Since Adobe released the lens profiles for the Batis lenses, it's been possible to open and correct Batis RAW files in ACR. I decided to use one of the RAW files Guy was kind enough to supply here. (Thank you, Guy.) It is an interesting file, because it is blazingly sharp, even though it was shot wide open, at f1.8. It is full of fine detail. So, it presents us with a good way of seeing what happens to resolution when distortion is corrected.
Click on images if you like to see them larger. The differences are small.
First, from an uncorrected TIFF, using my typical initial settings, at 200 percent:
Next, with the distortion profile applied, same settings otherwise:
Then, no distortion correction, but a horizontal level correction:
Next, with both distortion and level correction:
Finally, with distortion and level correction, plus increased deconvolution sharpening:
I'm not sure if the differences will be visible to you in these jpegs, but they are definitely visible in the TIFFs. I would summarize them this way:
1. Applying distortion correction visibly decreases sharpness at 200 percent. (At 100 percent, it is hard to see, but slightly visible.)
2. Applying horizontal level correction decreases sharpness also, possibly a bit more than distortion correction.
3. Applying both horizontal level and distortion correction isn't noticeably worse than doing just one of those corrections. Resampling is resampling, for the most part.
4. Applying both corrections, then moderately increasing deconvolution sharpening, restores most of the sharpness.

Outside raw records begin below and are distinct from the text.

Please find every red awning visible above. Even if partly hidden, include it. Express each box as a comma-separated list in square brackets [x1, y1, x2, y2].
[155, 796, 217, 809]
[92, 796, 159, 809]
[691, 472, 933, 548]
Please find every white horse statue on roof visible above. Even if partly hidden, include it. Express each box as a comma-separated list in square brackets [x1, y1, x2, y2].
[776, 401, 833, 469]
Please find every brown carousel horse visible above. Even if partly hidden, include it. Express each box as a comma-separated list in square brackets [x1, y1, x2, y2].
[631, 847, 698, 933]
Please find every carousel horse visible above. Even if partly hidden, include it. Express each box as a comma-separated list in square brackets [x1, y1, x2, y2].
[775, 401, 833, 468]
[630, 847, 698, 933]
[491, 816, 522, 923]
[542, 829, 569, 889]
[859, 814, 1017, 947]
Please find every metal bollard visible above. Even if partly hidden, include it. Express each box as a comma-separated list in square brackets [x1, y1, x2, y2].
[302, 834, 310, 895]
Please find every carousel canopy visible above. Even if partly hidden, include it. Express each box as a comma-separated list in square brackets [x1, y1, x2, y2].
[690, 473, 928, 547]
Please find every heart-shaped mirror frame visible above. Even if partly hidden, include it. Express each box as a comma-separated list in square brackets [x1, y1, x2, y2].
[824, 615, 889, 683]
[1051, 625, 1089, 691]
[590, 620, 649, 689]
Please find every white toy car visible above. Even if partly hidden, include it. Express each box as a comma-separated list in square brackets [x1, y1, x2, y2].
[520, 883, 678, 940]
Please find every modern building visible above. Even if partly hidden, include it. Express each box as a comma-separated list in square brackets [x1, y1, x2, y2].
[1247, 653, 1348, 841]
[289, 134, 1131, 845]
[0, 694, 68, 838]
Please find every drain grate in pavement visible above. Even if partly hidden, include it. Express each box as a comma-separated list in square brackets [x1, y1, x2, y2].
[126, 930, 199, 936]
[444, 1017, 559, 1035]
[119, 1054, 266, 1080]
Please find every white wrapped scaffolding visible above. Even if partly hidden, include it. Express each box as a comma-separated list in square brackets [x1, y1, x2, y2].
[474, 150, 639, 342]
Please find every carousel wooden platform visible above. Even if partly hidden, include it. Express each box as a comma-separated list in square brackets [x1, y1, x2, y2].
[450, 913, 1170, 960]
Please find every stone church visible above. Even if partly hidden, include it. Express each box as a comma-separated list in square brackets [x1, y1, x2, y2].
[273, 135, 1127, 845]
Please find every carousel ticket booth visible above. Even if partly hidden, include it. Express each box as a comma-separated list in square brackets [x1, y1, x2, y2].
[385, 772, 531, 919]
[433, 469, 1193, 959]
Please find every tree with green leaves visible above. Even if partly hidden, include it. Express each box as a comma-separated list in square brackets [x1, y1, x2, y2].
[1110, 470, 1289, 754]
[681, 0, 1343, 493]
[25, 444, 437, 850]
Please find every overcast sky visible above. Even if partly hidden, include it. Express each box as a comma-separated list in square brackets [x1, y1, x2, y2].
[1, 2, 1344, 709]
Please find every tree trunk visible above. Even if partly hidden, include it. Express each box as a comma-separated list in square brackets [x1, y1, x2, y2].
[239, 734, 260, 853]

I almost always do some kind of horizontal level correction. For the purpose of printing, I usually preview my files at 50% or 66%, not 200%. One other thing: the original file is full of moire. To knock that down, I might shoot at around f11, which would cause some diffraction. This could be partly reversed with good sharpening technique.
Others have predicted these results, and made similar tests. I wanted to check this lens in particular, and see how things might come out with my work flow.